Day ahead: US CPI data to warn on inflation; UK’s Finance Minister issues Spring Statement

US consumer prices will be in focus later today at 1230 GMT in the absence of any other major economic releases. The headline CPI rate for the month of February is expected to inch up to 2.2% in yearly terms compared to 2.1% seen in January and the core equivalent which excludes volatile products such as food and energy is anticipated to remain steady at 1.8% y/y. While this is not the Fed’s preferred inflation measure – that would be the Personal Consumer Expenditure index – it would be the only evidence on prices ahead of the two-day FOMC policy meeting next week. Therefore, any upside surprise in the numbers could revive inflation fears and increase chances for four rate increases compared to three currently priced in the markets. In this case, the dollar could extend today’s gains. On the other hand, if CPI misses predictions, investors could doubt any significant rise in inflation pressures, pushing the dollar lower. Note that Friday’s NFP wage component came in below estimations, spreading speculations that inflation could remain below the Fed’s 2.0% target for longer.

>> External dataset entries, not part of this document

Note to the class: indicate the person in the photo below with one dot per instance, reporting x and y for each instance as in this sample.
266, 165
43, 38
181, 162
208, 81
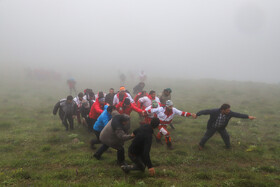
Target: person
101, 122
110, 96
139, 150
166, 95
149, 117
67, 111
139, 95
85, 109
166, 115
138, 88
218, 122
95, 111
146, 101
142, 76
100, 94
126, 107
78, 100
121, 95
114, 134
91, 98
89, 95
72, 85
122, 78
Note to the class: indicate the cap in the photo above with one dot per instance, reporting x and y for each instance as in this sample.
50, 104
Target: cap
154, 104
169, 103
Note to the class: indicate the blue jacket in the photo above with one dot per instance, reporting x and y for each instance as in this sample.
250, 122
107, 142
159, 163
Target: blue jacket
214, 114
102, 120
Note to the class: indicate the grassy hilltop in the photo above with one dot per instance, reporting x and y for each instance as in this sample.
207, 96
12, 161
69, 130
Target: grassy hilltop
36, 150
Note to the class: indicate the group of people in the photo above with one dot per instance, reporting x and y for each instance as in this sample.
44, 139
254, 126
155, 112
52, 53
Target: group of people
108, 117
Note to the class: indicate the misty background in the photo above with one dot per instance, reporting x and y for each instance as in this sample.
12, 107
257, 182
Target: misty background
228, 40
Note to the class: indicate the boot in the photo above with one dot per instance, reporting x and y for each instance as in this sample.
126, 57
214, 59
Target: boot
169, 144
127, 168
171, 125
159, 141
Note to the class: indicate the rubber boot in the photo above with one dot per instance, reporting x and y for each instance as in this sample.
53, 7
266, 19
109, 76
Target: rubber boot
169, 144
171, 125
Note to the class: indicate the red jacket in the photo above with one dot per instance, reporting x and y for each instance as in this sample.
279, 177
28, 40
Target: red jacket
136, 98
128, 109
96, 110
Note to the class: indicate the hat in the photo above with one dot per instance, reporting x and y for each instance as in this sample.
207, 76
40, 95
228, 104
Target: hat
122, 88
85, 103
154, 104
168, 90
169, 103
127, 101
155, 122
101, 99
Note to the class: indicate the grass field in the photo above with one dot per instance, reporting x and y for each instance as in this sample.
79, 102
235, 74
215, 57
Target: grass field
36, 150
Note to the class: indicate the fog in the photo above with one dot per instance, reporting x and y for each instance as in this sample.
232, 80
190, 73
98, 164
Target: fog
228, 40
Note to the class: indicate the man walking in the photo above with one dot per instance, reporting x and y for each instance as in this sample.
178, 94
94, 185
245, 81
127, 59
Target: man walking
67, 111
218, 121
139, 150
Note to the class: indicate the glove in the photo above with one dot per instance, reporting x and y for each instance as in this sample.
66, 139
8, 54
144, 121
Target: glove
152, 171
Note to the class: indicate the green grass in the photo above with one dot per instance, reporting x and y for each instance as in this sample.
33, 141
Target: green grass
36, 150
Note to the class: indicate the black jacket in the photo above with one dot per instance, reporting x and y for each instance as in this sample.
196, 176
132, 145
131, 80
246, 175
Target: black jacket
141, 144
214, 114
65, 109
109, 98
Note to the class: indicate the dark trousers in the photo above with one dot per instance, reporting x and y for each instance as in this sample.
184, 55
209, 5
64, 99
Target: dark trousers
95, 141
138, 162
79, 117
120, 153
97, 134
120, 156
210, 132
66, 120
90, 124
101, 150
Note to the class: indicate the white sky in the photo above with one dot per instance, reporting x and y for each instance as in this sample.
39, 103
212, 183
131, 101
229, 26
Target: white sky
221, 39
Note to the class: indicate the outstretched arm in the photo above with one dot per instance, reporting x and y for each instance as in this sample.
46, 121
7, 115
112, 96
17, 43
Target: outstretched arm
204, 112
182, 113
56, 107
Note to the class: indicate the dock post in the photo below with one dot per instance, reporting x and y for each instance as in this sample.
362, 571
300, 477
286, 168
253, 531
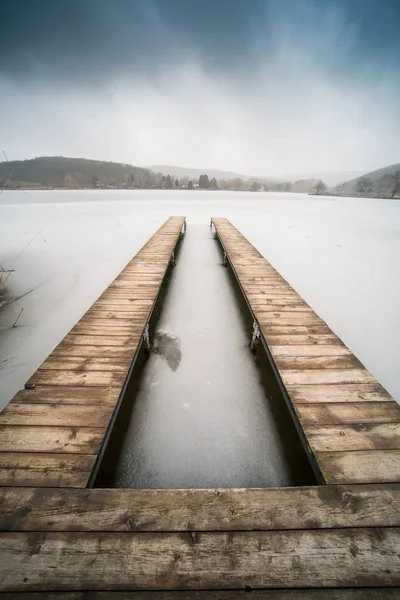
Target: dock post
255, 336
146, 337
183, 230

In other data releases, the Westpac Banking Corporation will report on Australia’s consumer confidence for the month of March at 2330 GMT, while a few minutes later, at 2350 GMT Japan will publish readings on core machinery orders at 2350 GMT. After a sharp fall in December, analysts see a strong rebound in January’s manufacturing orders with the yearly gauge surging by 5.3% y/y. At the same time, the Bank of Japan will issue minutes of its policy meeting held on January 22-23.

In the UK, the Finance Minister, Philip Hammond, will unveil the latest economic forecasts in front of the Parliament at 1230 GMT as part of his Spring Statement. Expectations are for Hammond to give an upbeat tone on the country’s financial health, but he may postpone providing many details until the more important Autumn statement later this year. Traders will keep a close eye on any Brexit comments after the UK’s junior Brexit minister said that the EU and the UK are very close to reaching an agreement on the transition period.

In energy markets, investors will look to the private API inventory data at 2030 GMT, in order to gauge whether US production has really peaked, for the time being, something signaled by the decline in the Baker Hughes oil rig count on Friday.

In politics, all eyes will be turned to the US, where a special election will be held in Pennsylvania for an open seat in the House of Representatives. While a single House seat is usually not very important in US politics, this time is different. Back in 2016, Trump and the Republicans won this district by a landslide, but opinion polls now suggest that the Republican and Democratic candidates are running neck and neck. If the Democratic contender wins or comes close to winning, that would be a clear sign that the Republicans are at risk of losing districts they won easily in 2016. Such an outcome could heighten speculation that the Republicans may lose control of Congress at the mid-term elections later this year.